A federal appeals court ruled Tuesday that a Christian school in the Upper Valley that forfeited a basketball game rather than play a team with a transgender athlete should be allowed back into Vermont’s high school sports league. Mid Vermont Christian School was banned by the Vermont Principals’ Association, which governs interscholastic sports in the state, in 2023.
The unanimous decision from a three-judge panel on the 2nd U.S. Circuit Court of Appeals overturned a lower court ruling that allowed the ban to remain in place while the case played out in court. The Alliance Defending Freedom, a powerful conservative law firm that has won several precedent-setting cases before the U.S. Supreme Court, brought the lawsuit on behalf of the Quechee school.

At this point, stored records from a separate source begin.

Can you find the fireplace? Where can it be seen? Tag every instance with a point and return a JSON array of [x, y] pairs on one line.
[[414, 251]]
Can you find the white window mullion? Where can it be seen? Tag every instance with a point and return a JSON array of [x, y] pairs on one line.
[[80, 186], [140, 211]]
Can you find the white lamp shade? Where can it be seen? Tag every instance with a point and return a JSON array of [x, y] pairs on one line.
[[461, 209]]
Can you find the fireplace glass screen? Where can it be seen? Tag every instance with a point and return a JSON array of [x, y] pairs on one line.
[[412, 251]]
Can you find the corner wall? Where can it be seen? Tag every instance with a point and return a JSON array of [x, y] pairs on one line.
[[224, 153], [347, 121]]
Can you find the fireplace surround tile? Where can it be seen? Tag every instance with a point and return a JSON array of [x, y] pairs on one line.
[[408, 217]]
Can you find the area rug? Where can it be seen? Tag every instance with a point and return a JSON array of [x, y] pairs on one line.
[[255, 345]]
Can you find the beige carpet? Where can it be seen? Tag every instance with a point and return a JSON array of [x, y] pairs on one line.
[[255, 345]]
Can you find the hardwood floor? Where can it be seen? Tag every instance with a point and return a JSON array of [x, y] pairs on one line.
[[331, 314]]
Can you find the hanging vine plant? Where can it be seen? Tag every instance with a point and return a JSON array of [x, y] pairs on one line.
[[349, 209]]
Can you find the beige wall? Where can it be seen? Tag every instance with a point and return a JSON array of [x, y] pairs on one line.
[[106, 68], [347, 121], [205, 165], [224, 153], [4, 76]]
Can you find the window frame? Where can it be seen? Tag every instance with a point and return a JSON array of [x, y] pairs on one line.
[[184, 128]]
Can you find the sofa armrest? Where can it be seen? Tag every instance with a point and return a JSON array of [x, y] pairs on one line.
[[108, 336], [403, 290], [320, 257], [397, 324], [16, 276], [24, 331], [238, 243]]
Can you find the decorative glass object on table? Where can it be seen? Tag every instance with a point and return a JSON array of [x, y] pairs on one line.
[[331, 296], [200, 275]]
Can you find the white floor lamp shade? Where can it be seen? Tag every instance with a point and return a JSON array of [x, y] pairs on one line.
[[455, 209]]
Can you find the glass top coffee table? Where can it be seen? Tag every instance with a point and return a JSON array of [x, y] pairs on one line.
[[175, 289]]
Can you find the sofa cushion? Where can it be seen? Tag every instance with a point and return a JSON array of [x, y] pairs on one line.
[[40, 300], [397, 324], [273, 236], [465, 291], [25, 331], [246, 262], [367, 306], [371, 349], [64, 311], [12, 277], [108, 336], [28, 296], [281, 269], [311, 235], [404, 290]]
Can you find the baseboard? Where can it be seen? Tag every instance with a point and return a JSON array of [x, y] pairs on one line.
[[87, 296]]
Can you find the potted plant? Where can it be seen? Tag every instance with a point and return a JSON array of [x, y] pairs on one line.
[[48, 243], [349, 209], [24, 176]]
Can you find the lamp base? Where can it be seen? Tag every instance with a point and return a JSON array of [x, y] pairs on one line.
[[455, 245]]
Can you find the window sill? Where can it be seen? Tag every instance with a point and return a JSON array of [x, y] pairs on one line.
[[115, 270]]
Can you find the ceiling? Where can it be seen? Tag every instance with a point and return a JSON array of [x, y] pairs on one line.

U.S. Circuit Court Judge Michael Park wrote in the decision that the school was likely to succeed on the merits of its case. And he wrote that, in initially banning Mid Vermont Christian from all VPA-sponsored events — including spelling bees, science fairs, drama festivals and debate competitions — the association had acted in a way that was “unprecedented, overbroad, and procedurally irregular.”
The ruling did not directly address whether states can require religious entities to abide by anti-discrimination rules in order to qualify for public benefits. Instead, it relied on public statements made by Jay Nichols, VPA’s executive director, to argue the association’s decision was motivated by religious animus.

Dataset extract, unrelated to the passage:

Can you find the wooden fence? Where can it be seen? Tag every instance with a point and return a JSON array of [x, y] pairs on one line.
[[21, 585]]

Soon after Mid Vermont Christian forfeited their playoff game, according to the ruling, Nichols spoke about the incident to state lawmakers in the context of a debate about public funding to religious schools.

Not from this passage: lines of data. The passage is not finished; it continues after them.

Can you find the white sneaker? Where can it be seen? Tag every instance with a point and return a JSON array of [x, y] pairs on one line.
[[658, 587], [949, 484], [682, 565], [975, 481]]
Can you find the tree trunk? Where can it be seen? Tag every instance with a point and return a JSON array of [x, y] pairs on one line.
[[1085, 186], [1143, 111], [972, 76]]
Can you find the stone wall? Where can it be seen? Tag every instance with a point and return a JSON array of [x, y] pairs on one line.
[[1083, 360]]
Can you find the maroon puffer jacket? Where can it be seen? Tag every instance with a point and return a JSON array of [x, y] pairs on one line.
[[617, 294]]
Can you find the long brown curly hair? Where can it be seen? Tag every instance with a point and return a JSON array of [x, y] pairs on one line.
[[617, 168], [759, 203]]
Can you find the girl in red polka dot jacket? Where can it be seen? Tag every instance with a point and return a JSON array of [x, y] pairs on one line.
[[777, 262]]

“Thank goodness the student in question didn’t attend that religious school,” Nichols said of the transgender athlete. He asked whether Vermont would condone such “blatant discrimination under the guise of religious freedom.”
“The VPA’s Executive Director publicly castigated Mid Vermont — and religious schools generally — while the VPA rushed to judgment on whether and how to discipline the school,” Park wrote. “In upholding the expulsion, the VPA doubled down on that hostility by challenging the legitimacy of the school’s religious beliefs.”
“The government cannot punish religious schools — and the families they serve — by permanently kicking them out of state-sponsored sports simply because the state disagrees with their religious beliefs,” ADF senior counsel David Cortman said in a statement.
For years, conservative legal groups have sought to push the courts further to the right on the subject of religious freedom, particularly as it intersects with anti-discrimination protections for LGBTQ+ communities. Peter Teachout, a law professor at the Vermont Law and Graduate School, said that the court’s somewhat narrow ruling generally echoed recent Supreme Court decisions and was “not novel or groundbreaking.”
The state can still impose anti-discrimination rules, Teachout said. But it has to be careful how it does so.
The ruling, however, suggests “that officials need to exercise caution about making anti-religious statements in enforcing anti-discrimination laws,” he wrote.
In an email, Nichols wrote that the VPA does “not harbor any hostility toward religious viewpoints,” but declined to comment further.
The court’s ruling should allow the students of Mid Vermont Christian back on the court. Monica Allard, a staff attorney at the Vermont ACLU, said in a statement that does not mean Vermont’s transgender athletes should now leave the field of play.
“While this ruling is disappointing, it’s important to underscore that the court did not rule against Vermont’s policy of including trans kids in school sports,” Allard wrote. “This decision does not impact the rights of trans kids to participate fully in school activities — or the responsibilities of schools to ensure that all students have equitable access to educational and extracurricular opportunities.”